El Perro Molina actualiza el género tradicional de la gauchesca en un lejano conurbano -Marcos Paz, tercer cordón- y cuenta una historia de una venganza femenina. Natalia, esposa de un policía malhabido decide irse de la casa, después de tolerarle infidelidades predicadas y justificadas por él: una venganza terrible para el comisario.
Con actores no profesionales, pero que se apropian de los personajes en gestos y diálogos para nada pretenciosos, este séptimo largometraje del director, productor y guionista José Celestino Campusano, oriundo de Quilmes pero militante del oeste, se estrenó la semana pasada y aparece después de Vil Romance, Vikingo, Fantasmas de la ruta, Fango, Paraísos de sangre y del documental de motoqueros Legión, tribus urbanas motorizadas. El cineasta adelanta que su próxima película, a pesar de lo que esperarían los espectadores, se filmará íntegramente en la Capital Federal.
Tema fetiche de Campusano: los códigos no escritos del barrio, de la pelea, de la venganza, del honor, de la fidelidad, de la traición. En esta película recrea cabarets de un conurbano semi rural, donde la prostitución no sólo no se condena sino que es un laburo altamente codificado: “No hay que enamorarse de las putas. Hay que usar preservativo. Hay que cuidar la higiene”. De las comisarías entran y salen policías comepizzas, post-milicos y maltratadores de mujeres, además de matones y chorros que trabajan free-lance para la Bonaerense.

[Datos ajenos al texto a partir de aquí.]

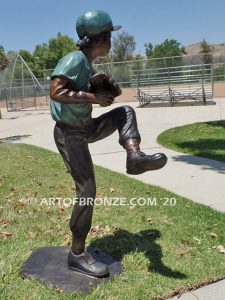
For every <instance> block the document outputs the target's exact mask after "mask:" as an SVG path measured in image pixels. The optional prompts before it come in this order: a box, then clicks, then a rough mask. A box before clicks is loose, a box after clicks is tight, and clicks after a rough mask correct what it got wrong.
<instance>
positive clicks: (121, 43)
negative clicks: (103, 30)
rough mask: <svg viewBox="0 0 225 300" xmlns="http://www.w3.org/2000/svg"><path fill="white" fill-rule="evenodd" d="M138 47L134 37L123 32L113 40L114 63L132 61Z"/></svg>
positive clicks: (111, 48) (112, 49) (126, 32)
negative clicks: (124, 61)
mask: <svg viewBox="0 0 225 300" xmlns="http://www.w3.org/2000/svg"><path fill="white" fill-rule="evenodd" d="M135 47H136V42H135V39H134V36H132V35H129V34H128V33H127V32H122V33H121V34H118V35H117V36H116V37H114V38H113V39H112V48H111V58H112V60H113V61H118V62H119V61H125V60H130V59H131V58H132V56H133V52H134V50H135Z"/></svg>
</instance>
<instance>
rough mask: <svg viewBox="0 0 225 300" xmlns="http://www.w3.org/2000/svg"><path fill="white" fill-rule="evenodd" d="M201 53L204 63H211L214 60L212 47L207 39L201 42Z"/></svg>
mask: <svg viewBox="0 0 225 300" xmlns="http://www.w3.org/2000/svg"><path fill="white" fill-rule="evenodd" d="M200 47H201V50H200V53H201V54H203V57H202V61H203V63H204V64H211V63H212V62H213V56H212V50H213V49H212V47H211V46H210V45H209V44H208V43H207V42H206V40H205V39H203V41H202V42H201V43H200Z"/></svg>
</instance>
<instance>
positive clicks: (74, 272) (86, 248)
mask: <svg viewBox="0 0 225 300" xmlns="http://www.w3.org/2000/svg"><path fill="white" fill-rule="evenodd" d="M86 250H87V252H88V253H90V254H91V255H92V256H93V258H94V259H96V260H97V261H101V262H103V263H105V264H106V265H107V266H108V268H109V271H110V273H109V275H108V276H107V277H104V278H97V277H94V276H89V275H85V274H82V273H79V272H76V271H73V270H70V269H68V266H67V256H68V253H69V251H70V248H69V247H43V248H38V249H37V250H36V251H34V252H33V253H32V254H31V256H30V257H29V258H28V259H27V260H26V261H25V262H24V264H23V265H22V267H21V275H22V277H23V278H30V279H34V280H37V281H39V282H41V283H43V284H45V285H47V286H50V287H52V288H55V289H59V290H62V291H64V292H90V291H91V290H92V289H93V288H96V287H97V286H98V285H99V284H102V283H104V282H105V281H106V280H111V279H112V278H113V277H114V276H115V275H117V274H120V273H122V271H123V270H122V265H121V263H120V262H118V261H116V260H114V259H113V258H112V257H111V256H110V255H108V254H106V253H104V252H101V251H98V250H95V249H94V248H93V247H91V246H88V247H87V248H86Z"/></svg>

El paisaje es el de barrios en trance que mutan en algo desconocido para sus vecinos y, por ello, peligroso, que se transforman en escenario de contiendas en las que novatos matarifes negocian alianzas y una nueva ley no escrita con la policía. Marginales melancólicos de un pasado que, como en todo tango, fue mejor, mientras que lo nuevo es desconocido y provoca incertidumbre. Esto le sucede a Calavera cuando se enamora y no sabe qué hacer, al igual que a Molina si quisiera dejar su oficio. Lo inesperado en la gauchesca es tragedia y algo así sucede: los nuevos se equivocan y los viejos pecan por melancólicos.
Un western nacional cuya originalidad de género radica en relatar adónde se disputa lo local. En la lucha por la redefinición del poder, de quién tiene la gorra, hay una patente nuestra que explica entramados urbanos que sólo se dibujan si se recorre un colectivo de línea de terminal a terminal. Eso sí, la violencia no escaseará en ningún tramo del recorrido.

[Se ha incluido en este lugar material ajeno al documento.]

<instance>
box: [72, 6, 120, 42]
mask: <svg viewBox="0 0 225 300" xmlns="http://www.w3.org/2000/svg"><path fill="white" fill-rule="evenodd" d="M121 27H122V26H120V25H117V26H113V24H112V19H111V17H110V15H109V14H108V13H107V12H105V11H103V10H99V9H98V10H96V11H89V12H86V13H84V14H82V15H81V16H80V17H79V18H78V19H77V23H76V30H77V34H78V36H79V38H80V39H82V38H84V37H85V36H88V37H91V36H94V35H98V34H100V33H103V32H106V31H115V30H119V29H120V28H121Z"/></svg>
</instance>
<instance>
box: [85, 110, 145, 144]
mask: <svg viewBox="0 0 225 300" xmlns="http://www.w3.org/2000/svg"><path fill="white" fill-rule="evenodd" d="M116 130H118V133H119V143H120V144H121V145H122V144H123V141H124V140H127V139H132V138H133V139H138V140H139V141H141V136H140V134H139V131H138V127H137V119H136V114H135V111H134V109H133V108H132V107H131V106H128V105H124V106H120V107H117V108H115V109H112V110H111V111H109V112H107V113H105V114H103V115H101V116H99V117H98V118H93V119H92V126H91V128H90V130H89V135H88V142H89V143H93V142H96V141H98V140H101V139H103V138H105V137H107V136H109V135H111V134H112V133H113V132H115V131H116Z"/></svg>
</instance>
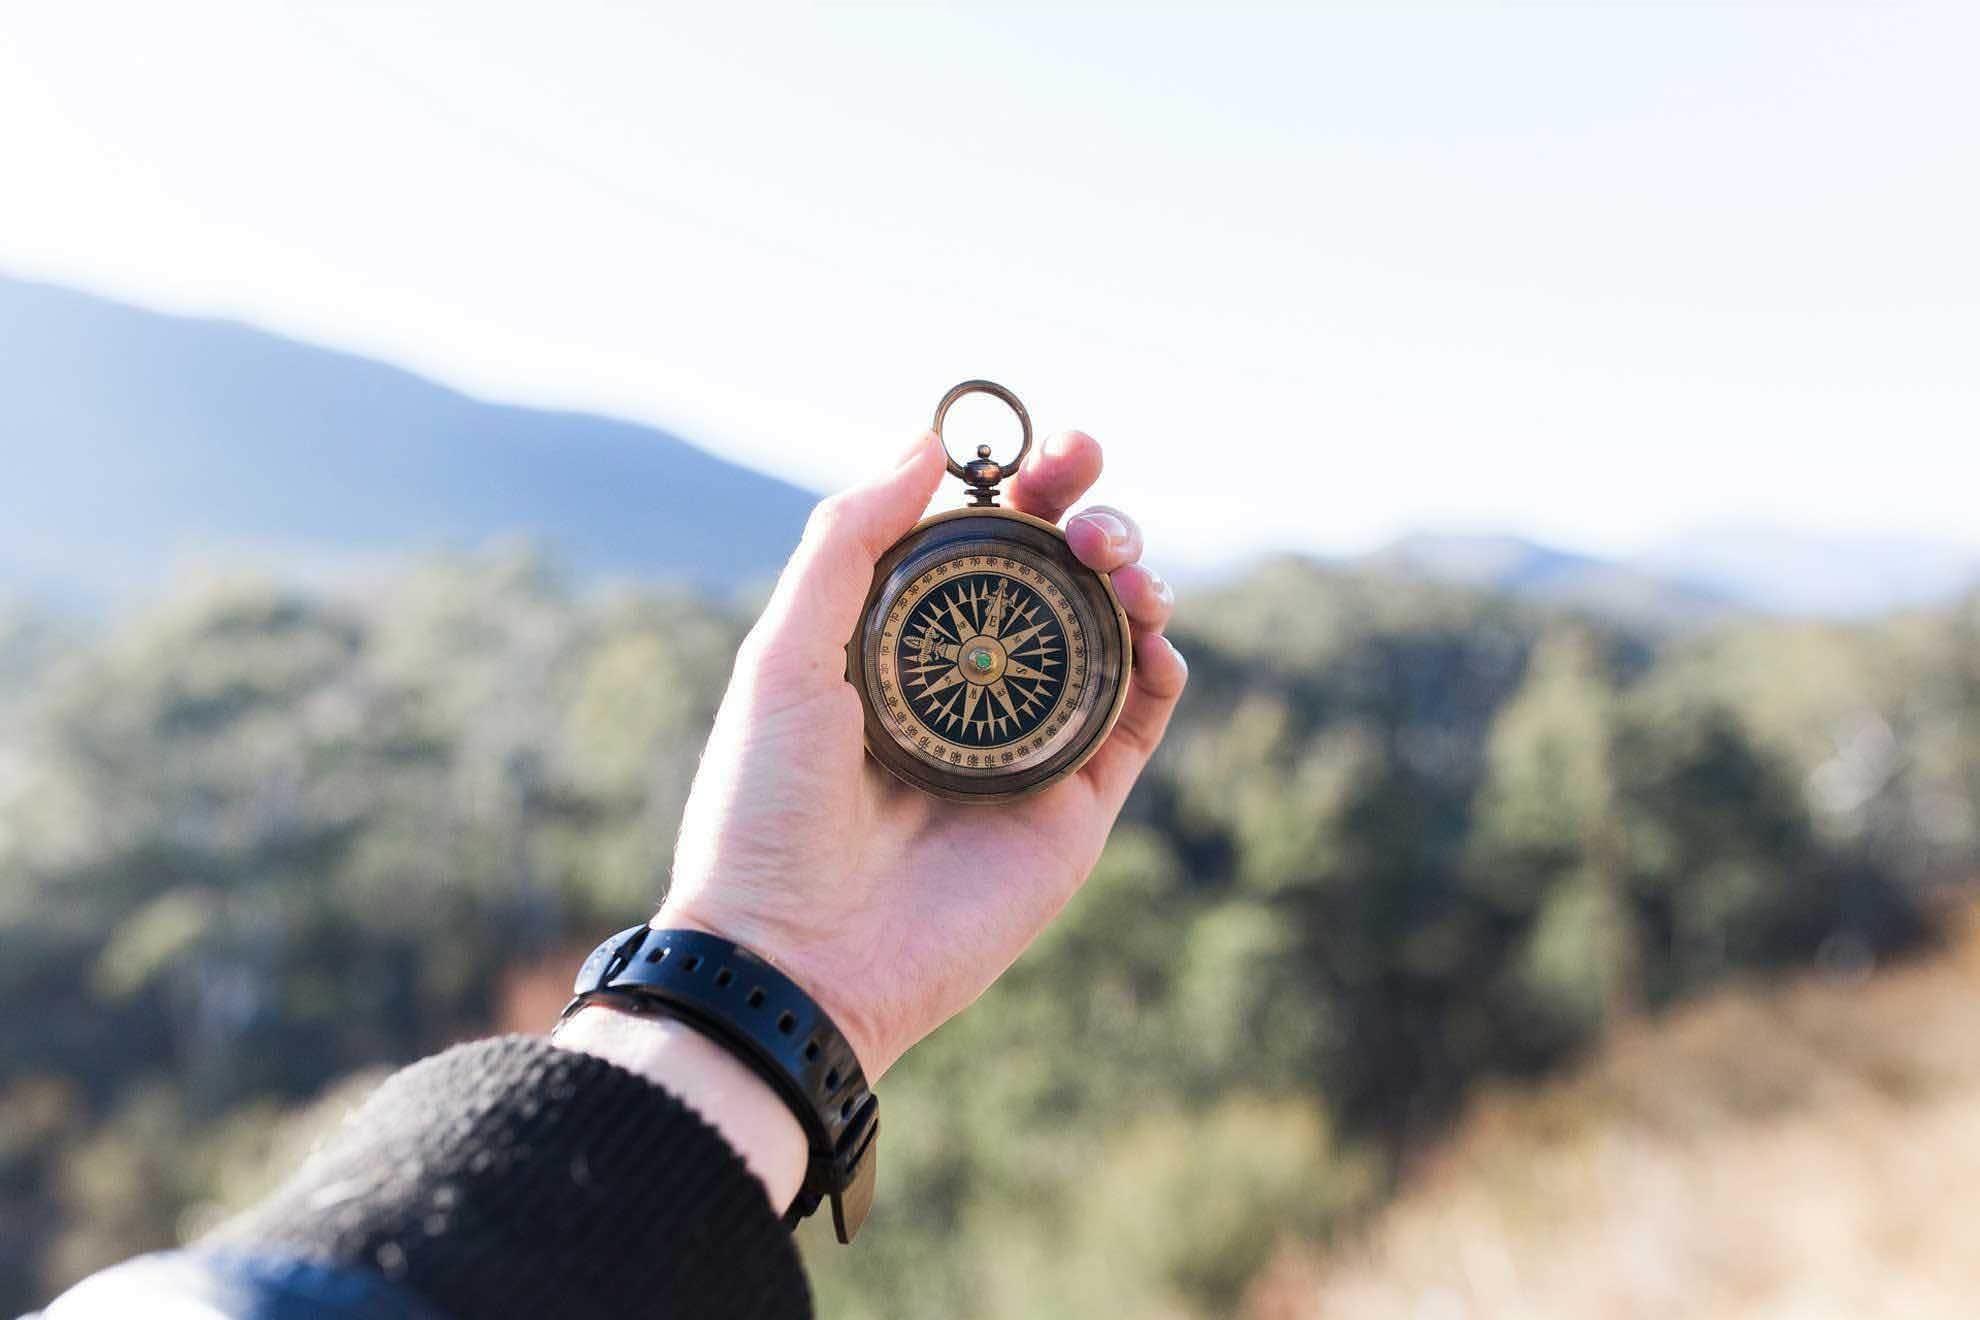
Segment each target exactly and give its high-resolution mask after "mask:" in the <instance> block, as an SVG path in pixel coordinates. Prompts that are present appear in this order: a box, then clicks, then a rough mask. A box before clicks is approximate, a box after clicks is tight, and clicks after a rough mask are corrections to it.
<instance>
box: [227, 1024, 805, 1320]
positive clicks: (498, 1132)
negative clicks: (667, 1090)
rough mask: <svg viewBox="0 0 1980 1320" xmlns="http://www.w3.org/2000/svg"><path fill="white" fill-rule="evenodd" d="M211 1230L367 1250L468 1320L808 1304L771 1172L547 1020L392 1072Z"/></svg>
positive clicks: (319, 1253)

Hay una mirada masculina de un territorio donde la mirada masculina manda: las mujeres sí se adaptan más a los cambios pero, en la medida en que quieran motorizar acciones fuera del ala masculina, están entregadas a un destino trágico.

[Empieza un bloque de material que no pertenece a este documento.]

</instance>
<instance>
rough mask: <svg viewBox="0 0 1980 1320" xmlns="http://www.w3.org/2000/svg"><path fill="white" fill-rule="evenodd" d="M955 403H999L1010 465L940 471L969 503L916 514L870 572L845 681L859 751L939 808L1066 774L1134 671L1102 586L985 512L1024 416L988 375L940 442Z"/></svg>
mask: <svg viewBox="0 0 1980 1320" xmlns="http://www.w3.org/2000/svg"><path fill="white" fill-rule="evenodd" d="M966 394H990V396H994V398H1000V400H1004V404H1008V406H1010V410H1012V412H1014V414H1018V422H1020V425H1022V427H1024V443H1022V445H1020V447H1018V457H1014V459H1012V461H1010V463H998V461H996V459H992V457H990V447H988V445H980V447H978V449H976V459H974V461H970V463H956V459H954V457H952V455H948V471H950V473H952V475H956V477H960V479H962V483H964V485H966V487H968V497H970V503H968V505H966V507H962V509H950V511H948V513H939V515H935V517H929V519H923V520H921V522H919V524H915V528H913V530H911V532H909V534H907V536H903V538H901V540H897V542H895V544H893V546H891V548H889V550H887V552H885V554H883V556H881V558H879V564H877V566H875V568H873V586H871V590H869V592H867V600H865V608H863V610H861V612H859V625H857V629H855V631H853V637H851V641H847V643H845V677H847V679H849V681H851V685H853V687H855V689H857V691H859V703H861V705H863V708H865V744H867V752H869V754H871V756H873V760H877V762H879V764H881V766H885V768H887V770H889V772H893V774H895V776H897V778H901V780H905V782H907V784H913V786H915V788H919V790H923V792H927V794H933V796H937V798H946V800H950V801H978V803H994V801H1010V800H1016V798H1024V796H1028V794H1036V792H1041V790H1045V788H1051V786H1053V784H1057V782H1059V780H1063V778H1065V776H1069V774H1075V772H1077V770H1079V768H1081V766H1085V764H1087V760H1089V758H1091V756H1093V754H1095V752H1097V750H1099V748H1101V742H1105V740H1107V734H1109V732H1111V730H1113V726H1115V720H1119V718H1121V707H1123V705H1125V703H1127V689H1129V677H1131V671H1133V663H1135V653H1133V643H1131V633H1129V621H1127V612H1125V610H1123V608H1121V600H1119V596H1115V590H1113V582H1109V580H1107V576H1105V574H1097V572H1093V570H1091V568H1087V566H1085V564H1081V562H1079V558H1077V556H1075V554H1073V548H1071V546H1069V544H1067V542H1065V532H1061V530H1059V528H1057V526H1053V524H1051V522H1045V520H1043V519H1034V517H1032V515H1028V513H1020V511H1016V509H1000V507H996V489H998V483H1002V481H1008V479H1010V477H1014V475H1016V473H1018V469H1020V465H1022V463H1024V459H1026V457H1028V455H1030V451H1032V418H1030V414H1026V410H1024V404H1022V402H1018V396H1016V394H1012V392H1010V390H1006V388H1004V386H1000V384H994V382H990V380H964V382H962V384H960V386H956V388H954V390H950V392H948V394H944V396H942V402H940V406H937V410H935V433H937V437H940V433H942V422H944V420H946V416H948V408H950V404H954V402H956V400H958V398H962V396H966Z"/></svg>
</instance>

Quizás, las muertes en El Perro Molina duelen más que en un western, porque son personajes que conocemos, con los que esperamos el semáforo. El Calavera, Molina y Gonzalito no son personajes queribles, a algunos se los puede compadecer y con otros se podría tomar una cerveza. También hay quienes son completamente deleznables pero, comparados con un gringo malo, hasta ellos terminan siendo buenos por conocidos.